Data centers, AI computing, semiconductor fabs, electric vehicle manufacturing and advanced equipment industries are becoming major sources of electricity demand growth. These loads share several characteristics: large scale, high reliability requirements, fast load changes and high outage costs. Therefore, Transformer Selection for data centers and advanced manufacturing cannot simply follow the experience of ordinary industrial facilities.
In Electricity 2026, the IEA notes that electricity demand in advanced economies is accelerating after years of stagnation. U.S. electricity demand grew by 2.1% in 2025 and is projected to grow by nearly 2% annually through 2030, with around half of the increase driven by the rapid expansion of data centers. New demand sources such as AI, data centers, electric vehicles and advanced manufacturing are becoming structural drivers of electricity growth.
For such applications, reliability architecture is the first issue in transformer selection. Data centers usually require N+1, 2N or zoned redundant power supply. A single transformer failure should not interrupt critical loads. Selection should therefore not only calculate total capacity. It must also consider power supply architecture, backup capacity, switching logic and maintenance windows. For large data centers, a single large main transformer is not always the best option. Zoned supply and modular expansion often provide better maintainability and phased construction flexibility.
Load characteristics are equally important. AI servers and high-performance computing equipment may create rapid power variations, while cooling systems add seasonal and short-term load fluctuations. In advanced manufacturing, variable-frequency drives, rectifiers, welding equipment and large motors may generate harmonics, inrush current and unbalanced loads. Transformer Selection must be based on real load models and should evaluate short-term overload capability, impedance, voltage variation, harmonic losses and temperature-rise control.

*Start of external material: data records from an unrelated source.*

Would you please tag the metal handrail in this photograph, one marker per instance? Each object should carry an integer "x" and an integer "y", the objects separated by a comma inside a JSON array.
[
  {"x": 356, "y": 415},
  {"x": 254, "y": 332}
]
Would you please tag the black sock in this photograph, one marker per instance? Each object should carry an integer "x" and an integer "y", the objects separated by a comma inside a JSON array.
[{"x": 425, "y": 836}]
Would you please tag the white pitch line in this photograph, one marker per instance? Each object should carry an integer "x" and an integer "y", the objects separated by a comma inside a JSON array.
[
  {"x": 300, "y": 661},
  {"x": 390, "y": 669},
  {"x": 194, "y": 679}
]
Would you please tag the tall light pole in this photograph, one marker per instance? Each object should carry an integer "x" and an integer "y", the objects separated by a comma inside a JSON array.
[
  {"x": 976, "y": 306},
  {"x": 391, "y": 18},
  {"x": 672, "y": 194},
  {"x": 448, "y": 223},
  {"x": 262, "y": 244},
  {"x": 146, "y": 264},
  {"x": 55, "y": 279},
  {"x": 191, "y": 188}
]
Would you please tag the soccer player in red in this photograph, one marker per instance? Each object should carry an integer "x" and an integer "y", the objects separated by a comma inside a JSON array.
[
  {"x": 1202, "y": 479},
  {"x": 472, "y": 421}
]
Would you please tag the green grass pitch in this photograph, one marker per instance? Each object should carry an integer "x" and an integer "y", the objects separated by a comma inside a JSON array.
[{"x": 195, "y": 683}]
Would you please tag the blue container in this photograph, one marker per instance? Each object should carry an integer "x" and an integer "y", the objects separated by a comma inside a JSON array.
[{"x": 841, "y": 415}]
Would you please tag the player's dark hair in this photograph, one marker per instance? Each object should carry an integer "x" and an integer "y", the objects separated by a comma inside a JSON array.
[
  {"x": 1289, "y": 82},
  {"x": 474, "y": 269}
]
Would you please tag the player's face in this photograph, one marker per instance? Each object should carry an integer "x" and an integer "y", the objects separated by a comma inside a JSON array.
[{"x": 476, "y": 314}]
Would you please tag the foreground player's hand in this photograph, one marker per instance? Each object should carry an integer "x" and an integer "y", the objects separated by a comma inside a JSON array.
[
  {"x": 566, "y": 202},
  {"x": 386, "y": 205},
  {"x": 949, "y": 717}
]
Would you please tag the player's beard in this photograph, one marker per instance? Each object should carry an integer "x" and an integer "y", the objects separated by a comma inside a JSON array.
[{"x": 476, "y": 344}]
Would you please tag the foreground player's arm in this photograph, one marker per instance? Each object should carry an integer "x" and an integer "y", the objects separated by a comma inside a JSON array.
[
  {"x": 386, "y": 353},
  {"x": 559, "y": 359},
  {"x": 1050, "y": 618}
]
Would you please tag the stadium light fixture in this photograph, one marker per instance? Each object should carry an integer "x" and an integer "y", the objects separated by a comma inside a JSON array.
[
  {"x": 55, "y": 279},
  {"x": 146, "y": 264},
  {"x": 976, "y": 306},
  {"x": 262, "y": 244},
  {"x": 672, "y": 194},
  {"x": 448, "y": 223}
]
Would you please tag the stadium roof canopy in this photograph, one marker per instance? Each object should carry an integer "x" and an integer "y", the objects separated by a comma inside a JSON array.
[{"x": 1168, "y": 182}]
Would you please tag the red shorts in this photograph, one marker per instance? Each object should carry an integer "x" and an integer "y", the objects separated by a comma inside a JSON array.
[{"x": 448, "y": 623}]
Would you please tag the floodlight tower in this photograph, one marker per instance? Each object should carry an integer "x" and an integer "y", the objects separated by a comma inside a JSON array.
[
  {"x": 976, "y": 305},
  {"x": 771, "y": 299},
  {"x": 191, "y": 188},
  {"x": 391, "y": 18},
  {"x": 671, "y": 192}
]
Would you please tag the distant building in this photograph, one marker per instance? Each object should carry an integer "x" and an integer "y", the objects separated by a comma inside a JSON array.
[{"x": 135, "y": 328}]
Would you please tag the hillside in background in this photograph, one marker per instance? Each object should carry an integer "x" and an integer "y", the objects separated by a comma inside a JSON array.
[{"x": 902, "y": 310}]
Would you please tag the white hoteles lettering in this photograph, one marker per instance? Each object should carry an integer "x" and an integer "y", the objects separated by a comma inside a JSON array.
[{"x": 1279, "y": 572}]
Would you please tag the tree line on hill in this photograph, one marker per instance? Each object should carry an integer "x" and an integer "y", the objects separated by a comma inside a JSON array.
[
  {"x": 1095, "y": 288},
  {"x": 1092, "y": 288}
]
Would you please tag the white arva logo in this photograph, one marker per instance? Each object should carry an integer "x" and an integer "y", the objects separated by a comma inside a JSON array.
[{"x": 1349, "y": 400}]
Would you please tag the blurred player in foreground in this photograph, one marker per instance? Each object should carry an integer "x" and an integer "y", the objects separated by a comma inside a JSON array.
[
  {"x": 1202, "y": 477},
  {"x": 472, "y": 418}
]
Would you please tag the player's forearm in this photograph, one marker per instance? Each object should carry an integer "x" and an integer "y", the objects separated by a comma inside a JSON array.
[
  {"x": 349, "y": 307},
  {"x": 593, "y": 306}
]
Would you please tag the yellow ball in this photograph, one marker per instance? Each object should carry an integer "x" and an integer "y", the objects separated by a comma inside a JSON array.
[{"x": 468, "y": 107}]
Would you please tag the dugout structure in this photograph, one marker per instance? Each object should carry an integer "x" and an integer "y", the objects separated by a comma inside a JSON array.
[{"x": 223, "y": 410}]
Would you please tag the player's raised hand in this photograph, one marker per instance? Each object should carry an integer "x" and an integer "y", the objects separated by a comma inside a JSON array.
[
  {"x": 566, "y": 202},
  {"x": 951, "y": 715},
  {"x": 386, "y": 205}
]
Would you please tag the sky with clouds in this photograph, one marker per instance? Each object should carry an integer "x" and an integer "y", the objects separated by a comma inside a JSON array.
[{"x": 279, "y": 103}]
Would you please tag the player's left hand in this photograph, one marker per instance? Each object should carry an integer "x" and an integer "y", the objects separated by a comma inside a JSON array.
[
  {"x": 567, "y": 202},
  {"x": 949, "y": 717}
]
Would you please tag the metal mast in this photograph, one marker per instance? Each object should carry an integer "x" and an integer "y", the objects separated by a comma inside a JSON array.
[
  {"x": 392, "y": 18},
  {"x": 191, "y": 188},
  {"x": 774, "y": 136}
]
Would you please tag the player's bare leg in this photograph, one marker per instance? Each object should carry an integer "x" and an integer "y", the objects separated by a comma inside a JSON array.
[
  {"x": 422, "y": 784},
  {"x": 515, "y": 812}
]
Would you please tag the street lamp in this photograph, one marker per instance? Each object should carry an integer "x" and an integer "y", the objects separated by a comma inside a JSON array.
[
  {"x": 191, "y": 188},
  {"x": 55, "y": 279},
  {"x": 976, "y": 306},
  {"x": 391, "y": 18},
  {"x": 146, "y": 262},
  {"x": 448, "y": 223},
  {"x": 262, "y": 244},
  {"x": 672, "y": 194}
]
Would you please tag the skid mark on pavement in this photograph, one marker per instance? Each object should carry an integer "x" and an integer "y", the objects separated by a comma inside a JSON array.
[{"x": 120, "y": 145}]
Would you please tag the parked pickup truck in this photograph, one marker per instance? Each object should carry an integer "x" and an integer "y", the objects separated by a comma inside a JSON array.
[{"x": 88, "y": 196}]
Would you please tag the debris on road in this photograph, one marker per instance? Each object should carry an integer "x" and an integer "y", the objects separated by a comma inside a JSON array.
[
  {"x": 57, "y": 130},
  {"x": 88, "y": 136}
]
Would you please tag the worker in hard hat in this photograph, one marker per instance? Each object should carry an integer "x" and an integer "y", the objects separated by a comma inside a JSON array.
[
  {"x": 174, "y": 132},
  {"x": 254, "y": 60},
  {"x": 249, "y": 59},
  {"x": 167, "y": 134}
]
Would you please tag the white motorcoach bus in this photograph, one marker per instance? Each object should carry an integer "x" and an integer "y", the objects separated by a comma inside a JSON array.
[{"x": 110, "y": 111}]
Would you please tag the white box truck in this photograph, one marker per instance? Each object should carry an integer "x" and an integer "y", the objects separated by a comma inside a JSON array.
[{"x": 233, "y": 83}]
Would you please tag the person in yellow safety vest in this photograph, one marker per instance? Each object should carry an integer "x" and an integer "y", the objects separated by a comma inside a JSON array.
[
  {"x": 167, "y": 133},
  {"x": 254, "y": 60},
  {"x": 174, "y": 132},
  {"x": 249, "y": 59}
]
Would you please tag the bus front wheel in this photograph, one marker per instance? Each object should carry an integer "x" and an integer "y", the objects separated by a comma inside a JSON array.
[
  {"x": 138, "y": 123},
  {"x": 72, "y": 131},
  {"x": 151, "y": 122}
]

Energy efficiency should be treated as an operating-cost issue, not merely an environmental slogan. Data centers and factories often operate at high load for long hours, and transformer losses directly become electricity costs and additional cooling load. The U.S. Department of Energy’s 2024 distribution transformer efficiency standards are expected to save utilities and commercial and industrial entities USD 824 million per year in electricity costs, showing the direct economic value of high-efficiency transformers in large-load scenarios.

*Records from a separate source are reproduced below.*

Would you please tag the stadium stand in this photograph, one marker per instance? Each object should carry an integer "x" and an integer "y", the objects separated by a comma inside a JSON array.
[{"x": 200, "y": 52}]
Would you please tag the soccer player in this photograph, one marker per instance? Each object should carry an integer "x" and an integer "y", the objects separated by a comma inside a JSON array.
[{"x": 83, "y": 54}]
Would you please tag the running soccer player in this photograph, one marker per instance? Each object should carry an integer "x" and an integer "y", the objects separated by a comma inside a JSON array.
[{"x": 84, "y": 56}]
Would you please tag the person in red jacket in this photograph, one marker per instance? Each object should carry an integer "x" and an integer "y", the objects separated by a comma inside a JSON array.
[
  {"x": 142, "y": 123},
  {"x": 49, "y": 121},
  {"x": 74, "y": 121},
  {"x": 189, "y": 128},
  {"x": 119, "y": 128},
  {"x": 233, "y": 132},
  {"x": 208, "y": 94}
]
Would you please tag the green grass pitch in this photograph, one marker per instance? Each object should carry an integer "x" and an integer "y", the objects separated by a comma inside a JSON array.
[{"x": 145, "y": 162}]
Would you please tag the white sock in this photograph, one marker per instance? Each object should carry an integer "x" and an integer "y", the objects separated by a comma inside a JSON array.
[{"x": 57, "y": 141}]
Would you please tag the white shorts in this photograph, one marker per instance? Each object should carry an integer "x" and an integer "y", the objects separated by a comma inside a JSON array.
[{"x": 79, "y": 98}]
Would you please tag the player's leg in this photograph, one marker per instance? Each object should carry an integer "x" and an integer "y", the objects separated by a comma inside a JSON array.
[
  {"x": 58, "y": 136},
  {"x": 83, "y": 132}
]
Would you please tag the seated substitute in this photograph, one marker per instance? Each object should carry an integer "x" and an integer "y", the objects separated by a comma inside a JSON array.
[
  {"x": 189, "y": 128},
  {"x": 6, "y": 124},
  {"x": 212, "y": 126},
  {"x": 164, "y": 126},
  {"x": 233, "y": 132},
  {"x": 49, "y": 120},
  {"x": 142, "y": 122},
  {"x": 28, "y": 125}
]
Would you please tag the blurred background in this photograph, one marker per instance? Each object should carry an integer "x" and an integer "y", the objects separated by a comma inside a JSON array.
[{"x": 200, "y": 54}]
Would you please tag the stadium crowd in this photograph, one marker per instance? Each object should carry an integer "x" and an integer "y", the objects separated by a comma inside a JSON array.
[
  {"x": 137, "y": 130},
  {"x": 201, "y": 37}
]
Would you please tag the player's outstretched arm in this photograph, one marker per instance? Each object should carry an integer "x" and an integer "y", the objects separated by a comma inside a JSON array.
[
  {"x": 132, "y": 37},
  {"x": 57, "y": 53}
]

For data center and advanced manufacturing projects, four tasks should be completed during Transformer Selection: build a multi-year load growth model, conduct harmonic and power quality studies, compare loss costs under different capacity combinations, and secure delivery schedules and spare strategies early. A transformer is not a late-stage procurement item. It is a key node that determines power availability, construction schedule and operating cost.